Divesting would mean a critical downscaling of police budgets in our cities and reinvesting those funds to support people and services in marginalized communities that have been neglected for far too long. It means funds for initiatives like education, healthcare, and other local resources that would improve public safety and well-being. Cities like Asheville, Raleigh, and Charlotte have inflated law enforcement budgets. And, far from keeping our communities safe, law enforcement perpetuates a cycle of violence and injustice – while the urgent issues of poverty, mental illness, and substance abuse go unaddressed. By shrinking our law enforcement budget, we can help end decades of racially driven social control and oppression as well as address social problems at their root instead of investing in an institution that further oppresses and terrorizes communities. 

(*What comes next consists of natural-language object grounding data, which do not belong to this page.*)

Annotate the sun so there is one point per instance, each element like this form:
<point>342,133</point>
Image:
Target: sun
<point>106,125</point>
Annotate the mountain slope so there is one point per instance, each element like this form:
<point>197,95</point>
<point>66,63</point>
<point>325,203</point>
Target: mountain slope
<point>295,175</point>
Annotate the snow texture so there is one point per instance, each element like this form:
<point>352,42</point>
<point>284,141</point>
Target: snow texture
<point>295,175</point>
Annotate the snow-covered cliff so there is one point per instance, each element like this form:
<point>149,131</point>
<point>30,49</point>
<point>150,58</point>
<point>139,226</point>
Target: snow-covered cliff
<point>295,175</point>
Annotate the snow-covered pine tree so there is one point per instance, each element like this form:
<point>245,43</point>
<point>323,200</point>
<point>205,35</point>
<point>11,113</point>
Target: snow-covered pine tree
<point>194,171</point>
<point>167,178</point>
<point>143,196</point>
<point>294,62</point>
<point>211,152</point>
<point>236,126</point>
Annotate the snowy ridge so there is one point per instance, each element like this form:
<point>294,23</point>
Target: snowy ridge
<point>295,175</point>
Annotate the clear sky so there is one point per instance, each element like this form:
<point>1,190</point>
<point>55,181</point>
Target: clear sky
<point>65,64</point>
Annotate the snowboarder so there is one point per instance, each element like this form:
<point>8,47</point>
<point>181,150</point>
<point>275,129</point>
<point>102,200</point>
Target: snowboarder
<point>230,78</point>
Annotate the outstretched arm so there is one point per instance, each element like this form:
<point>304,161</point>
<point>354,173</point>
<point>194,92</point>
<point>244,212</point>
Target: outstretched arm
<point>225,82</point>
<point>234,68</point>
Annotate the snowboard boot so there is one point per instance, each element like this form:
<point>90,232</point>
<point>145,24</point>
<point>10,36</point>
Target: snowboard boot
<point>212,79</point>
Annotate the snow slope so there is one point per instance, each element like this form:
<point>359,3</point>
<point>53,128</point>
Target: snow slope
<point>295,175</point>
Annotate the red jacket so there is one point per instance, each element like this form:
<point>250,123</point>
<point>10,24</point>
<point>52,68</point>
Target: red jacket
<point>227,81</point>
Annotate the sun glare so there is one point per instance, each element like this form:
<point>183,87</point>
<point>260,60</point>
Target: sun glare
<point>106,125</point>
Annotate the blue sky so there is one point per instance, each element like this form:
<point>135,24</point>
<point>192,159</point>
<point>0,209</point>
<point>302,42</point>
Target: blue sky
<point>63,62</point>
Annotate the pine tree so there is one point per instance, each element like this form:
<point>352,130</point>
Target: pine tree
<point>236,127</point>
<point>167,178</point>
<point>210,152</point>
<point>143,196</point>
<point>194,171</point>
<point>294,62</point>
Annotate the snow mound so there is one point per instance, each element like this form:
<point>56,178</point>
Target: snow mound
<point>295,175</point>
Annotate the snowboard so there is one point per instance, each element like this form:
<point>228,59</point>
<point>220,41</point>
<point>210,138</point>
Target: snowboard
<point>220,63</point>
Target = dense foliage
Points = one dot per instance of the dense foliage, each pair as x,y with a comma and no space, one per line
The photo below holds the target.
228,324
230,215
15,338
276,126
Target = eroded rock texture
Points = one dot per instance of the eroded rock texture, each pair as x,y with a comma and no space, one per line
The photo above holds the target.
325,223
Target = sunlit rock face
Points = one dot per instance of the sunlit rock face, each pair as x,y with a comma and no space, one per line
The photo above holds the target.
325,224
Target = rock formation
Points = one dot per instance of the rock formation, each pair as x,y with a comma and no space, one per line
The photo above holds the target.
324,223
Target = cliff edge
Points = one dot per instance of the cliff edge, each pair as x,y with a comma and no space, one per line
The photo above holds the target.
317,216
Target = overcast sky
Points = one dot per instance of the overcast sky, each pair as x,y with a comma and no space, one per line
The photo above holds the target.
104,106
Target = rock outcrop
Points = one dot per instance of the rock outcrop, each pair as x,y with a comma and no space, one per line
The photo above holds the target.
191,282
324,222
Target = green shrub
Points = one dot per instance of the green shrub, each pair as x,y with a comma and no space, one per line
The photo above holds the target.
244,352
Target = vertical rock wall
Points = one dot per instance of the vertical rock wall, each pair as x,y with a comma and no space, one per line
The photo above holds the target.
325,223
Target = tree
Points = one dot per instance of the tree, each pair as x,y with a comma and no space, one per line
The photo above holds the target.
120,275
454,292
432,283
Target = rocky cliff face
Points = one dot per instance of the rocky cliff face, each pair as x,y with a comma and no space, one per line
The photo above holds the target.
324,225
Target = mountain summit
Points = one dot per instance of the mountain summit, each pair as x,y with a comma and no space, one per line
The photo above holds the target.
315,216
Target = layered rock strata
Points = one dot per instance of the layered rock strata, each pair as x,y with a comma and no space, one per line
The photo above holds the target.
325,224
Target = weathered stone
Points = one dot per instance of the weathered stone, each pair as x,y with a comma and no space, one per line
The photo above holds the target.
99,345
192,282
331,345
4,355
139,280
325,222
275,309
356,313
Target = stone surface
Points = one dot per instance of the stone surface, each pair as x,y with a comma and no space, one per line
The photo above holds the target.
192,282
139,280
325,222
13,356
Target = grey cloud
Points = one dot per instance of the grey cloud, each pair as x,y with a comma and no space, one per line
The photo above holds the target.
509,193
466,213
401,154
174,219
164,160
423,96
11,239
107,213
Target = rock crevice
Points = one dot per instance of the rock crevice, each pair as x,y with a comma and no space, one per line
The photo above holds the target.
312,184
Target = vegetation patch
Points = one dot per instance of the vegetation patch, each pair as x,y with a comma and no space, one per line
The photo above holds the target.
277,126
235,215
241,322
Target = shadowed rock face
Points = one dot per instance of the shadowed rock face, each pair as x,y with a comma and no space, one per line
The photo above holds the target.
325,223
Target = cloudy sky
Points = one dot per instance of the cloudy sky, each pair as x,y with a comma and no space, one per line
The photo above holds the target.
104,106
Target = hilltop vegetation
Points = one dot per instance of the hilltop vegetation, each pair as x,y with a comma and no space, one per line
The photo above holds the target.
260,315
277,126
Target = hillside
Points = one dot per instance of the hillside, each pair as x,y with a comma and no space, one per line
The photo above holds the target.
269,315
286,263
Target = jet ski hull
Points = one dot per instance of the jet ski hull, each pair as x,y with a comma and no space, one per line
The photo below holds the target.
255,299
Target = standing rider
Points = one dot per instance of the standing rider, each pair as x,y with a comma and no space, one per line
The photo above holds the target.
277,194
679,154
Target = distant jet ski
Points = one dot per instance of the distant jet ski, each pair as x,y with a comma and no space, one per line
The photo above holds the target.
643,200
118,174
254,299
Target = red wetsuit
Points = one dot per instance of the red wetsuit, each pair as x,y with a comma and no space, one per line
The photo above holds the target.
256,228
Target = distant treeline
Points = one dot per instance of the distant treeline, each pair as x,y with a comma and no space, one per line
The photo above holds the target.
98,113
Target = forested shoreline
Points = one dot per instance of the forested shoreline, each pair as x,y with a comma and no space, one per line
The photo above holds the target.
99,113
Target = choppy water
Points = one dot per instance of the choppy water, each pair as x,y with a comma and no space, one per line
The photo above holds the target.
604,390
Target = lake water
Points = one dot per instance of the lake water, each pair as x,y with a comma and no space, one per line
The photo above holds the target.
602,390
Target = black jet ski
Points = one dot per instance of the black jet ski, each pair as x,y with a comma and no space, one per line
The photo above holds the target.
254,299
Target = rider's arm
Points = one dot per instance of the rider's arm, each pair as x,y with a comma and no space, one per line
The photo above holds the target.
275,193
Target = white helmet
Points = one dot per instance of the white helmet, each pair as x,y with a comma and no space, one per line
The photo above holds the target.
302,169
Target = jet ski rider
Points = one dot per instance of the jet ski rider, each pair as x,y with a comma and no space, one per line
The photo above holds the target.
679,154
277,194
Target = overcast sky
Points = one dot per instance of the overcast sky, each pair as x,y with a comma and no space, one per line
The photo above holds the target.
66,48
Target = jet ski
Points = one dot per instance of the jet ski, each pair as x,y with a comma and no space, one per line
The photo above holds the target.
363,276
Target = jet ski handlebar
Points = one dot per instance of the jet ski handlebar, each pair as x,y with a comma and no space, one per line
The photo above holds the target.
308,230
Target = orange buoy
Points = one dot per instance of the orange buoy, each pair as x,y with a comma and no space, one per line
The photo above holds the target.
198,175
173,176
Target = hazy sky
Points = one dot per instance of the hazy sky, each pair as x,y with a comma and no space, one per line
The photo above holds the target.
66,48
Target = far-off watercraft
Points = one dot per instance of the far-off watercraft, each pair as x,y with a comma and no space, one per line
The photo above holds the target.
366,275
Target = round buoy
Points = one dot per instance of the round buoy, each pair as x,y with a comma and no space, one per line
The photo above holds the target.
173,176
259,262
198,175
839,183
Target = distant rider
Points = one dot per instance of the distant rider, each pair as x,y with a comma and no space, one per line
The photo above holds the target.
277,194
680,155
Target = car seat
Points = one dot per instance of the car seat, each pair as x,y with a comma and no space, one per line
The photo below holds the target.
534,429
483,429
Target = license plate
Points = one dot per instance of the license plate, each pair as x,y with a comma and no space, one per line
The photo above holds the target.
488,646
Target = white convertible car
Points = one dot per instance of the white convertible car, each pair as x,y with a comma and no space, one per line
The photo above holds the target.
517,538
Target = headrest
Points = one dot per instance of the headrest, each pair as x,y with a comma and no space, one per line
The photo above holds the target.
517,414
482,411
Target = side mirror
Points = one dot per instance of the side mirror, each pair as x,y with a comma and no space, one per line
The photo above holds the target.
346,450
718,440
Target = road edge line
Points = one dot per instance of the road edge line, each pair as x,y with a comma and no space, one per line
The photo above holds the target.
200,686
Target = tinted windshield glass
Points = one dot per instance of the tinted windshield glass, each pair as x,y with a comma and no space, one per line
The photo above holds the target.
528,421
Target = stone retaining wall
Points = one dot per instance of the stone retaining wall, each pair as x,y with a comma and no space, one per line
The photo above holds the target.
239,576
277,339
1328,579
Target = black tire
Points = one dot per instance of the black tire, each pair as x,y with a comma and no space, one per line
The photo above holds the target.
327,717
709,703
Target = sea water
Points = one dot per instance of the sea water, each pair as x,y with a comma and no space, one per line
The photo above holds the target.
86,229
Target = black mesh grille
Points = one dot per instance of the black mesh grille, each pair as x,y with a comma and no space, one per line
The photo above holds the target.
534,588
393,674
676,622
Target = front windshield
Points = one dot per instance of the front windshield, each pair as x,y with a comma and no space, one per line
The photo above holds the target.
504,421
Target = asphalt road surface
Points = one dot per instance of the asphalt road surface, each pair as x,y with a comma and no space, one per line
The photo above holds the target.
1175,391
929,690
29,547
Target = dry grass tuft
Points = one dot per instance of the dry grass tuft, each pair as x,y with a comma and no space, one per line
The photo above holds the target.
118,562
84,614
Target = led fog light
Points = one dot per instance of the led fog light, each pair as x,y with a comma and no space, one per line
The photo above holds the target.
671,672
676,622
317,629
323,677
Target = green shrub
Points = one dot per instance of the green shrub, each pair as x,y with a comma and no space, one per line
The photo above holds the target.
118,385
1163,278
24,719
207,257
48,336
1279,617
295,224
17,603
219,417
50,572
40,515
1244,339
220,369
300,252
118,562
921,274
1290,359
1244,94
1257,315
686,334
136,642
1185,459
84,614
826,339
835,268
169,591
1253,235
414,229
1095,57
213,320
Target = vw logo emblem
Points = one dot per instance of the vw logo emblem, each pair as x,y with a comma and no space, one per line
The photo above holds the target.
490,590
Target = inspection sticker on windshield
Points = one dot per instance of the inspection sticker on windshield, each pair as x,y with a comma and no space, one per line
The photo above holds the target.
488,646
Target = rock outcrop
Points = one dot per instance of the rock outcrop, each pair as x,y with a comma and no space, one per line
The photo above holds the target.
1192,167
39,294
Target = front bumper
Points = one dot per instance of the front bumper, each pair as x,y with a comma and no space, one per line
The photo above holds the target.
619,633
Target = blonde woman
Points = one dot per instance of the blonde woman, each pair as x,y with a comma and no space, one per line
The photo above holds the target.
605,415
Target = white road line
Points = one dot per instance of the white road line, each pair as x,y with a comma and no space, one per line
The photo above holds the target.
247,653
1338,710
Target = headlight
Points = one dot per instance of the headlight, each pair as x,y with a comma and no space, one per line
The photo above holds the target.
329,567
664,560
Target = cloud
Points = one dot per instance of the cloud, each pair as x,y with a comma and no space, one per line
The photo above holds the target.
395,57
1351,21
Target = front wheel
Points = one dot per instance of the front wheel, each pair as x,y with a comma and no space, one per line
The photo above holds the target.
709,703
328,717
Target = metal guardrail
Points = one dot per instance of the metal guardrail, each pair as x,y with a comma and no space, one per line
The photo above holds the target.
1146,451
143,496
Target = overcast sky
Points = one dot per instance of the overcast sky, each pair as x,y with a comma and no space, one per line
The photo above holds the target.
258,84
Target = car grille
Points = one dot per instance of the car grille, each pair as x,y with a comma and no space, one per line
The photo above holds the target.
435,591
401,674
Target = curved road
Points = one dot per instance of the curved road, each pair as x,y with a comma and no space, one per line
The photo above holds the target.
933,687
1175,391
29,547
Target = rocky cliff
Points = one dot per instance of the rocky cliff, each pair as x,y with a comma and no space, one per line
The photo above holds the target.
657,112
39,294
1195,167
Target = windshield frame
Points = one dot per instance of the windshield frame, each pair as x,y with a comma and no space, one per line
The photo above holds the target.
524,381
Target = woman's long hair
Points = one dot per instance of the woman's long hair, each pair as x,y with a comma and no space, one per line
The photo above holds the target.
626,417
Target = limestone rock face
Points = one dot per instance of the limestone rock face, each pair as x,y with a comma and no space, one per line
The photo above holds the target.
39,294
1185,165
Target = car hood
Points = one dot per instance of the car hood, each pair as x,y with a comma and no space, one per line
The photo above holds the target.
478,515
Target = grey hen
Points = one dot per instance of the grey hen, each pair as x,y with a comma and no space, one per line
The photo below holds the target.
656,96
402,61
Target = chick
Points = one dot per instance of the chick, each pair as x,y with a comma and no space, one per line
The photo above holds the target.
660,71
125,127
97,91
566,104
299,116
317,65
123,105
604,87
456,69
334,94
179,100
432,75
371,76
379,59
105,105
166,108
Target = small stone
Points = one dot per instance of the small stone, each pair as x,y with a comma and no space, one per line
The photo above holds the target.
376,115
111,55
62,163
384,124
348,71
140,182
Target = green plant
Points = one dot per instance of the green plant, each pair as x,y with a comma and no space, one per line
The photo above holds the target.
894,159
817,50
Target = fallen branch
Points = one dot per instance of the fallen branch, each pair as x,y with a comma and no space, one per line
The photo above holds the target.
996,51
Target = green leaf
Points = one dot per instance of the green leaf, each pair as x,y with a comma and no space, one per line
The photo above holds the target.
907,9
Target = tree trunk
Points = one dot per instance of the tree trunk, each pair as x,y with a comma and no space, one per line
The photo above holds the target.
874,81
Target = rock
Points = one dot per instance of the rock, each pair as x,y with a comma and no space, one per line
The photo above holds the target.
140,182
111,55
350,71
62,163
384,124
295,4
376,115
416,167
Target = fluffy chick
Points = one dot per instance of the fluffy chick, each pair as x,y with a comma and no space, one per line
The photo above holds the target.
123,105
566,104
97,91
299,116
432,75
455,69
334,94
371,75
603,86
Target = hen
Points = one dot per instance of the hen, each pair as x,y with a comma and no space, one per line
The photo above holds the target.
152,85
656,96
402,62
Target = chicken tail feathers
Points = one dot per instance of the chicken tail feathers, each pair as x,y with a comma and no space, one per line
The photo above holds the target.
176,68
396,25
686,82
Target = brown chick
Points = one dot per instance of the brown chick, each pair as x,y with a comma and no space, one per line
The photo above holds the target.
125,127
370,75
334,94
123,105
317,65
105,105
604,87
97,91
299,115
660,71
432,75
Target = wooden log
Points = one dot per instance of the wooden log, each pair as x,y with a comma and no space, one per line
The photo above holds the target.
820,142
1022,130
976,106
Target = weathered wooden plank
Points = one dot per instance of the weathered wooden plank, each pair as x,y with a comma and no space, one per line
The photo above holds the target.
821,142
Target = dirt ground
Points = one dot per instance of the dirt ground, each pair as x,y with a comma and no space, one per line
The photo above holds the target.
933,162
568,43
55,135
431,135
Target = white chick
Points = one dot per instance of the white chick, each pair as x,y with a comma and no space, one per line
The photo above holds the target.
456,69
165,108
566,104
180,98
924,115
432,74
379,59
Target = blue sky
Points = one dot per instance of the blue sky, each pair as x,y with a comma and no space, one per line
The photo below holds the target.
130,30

Amid this national reckoning against racial injustice, we now have a historic opportunity to divest from a broken, biased system of policing and begin the process of making reparations by reinvesting those dollars in the Black and Brown communities that have been unjustly targeted.  Whether justice prevails depends on us and our ability to heed to the leadership and the voices of Black people demanding freedom. Until Black Lives Matter, we acknowledge the reasons why reparations are needed and hold ourselves accountable, there will be no real justice.

Asheville doesn’t hold the answers, but it’s setting an example for North Carolina on one way to get there. We hope others will follow suit.